NR describes the Welwyn section as a bottleneck that limits services to 18 trains per hour. But back in 2010 it reckoned it was not worth adding extra tracks, saying: “The four-tracking of the Welwyn viaduct is not expected to resolve capacity constraints on the southern end of the route. Four-tracking would allow trains calling at Welwyn North to use the slow lines, providing an approximate two to three trains per hour increase in fast line capacity.”

Such a constraint could be tolerated, were it not for the pressure from the line’s current and prospective operators for more paths in which to run more services.

Thameslink is set to expand as a result of a £6.5 billion project to boost the number of north-south trains running through London, with Great Northern trains to Peterborough and Cambridge being added to today’s Bedford-Brighton service. This is a government project, with ministers providing much of the money and shaping the service they expect in return.

Stagecoach and Virgin took over long-distance ECML operations earlier this year (branded as Virgin Trains East Coast), promising government £3.3bn over the life of the franchise. This commitment is predicated on increasing the number of trains running, with new destinations being added to the route map.

The East Coast Main Line is the only long-distance route upon which open access has taken hold. Hull Trains was the pioneer, starting in 2000, and it now runs six return services a day. Majority owned by FirstGroup, it’s driving forward an overhead wiring scheme to Hull so that it can run electric trains in place of today’s Class 180 diesels.

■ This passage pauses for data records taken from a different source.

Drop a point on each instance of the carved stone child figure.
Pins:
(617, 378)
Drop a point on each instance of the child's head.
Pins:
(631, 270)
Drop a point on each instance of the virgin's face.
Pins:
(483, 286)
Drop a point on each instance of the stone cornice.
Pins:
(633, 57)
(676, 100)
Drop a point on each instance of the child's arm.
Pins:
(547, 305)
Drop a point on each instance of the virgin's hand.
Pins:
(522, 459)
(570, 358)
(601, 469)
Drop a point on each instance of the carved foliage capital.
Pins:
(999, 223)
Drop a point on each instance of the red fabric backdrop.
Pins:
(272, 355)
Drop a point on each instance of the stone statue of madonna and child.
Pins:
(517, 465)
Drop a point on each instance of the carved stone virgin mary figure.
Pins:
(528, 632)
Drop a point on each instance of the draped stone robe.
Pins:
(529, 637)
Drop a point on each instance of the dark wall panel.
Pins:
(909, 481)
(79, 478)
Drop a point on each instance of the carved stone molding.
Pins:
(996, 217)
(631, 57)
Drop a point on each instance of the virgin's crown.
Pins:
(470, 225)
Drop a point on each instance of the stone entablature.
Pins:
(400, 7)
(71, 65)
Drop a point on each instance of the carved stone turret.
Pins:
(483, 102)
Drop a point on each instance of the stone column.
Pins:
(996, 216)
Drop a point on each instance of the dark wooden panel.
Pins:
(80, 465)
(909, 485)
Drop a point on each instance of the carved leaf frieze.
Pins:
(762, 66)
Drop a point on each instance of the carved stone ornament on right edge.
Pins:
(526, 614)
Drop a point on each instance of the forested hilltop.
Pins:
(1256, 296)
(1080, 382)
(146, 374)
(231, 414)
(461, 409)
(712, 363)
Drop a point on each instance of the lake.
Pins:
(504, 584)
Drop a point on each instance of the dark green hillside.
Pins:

Coming slightly later was Grand Central, which began a Sunderland-London service in 2007 and then added West Yorkshire trains to Bradford from 2010. Owned by Germany’s DB, GC and its sister company Alliance now want to expand its Yorkshire services and run hourly fast trains to Edinburgh, likely using Class 390 Pendolino electric multiple units (as Virgin uses on West Coast services from Euston).

FirstGroup also wants to run five daily London-Edinburgh trains, to compete with the air market - calling at Stevenage (for Luton and Stansted Airport custom) and Morpeth (for Newcastle Airport).

When the ambitions of all these operators are rolled together (see panel), this, bluntly, is more than the line can cope with, according to studies conducted by Network Rail.

Broadly, there is demand for nine or ten long-distance, high-speed (LDHS) paths per hour, but capacity for only eight. In these terms, the two to three extra paths that in 2010 NR said Welwyn quadrupling would provide appear sufficient, even though NR dismissed this option as inadequate.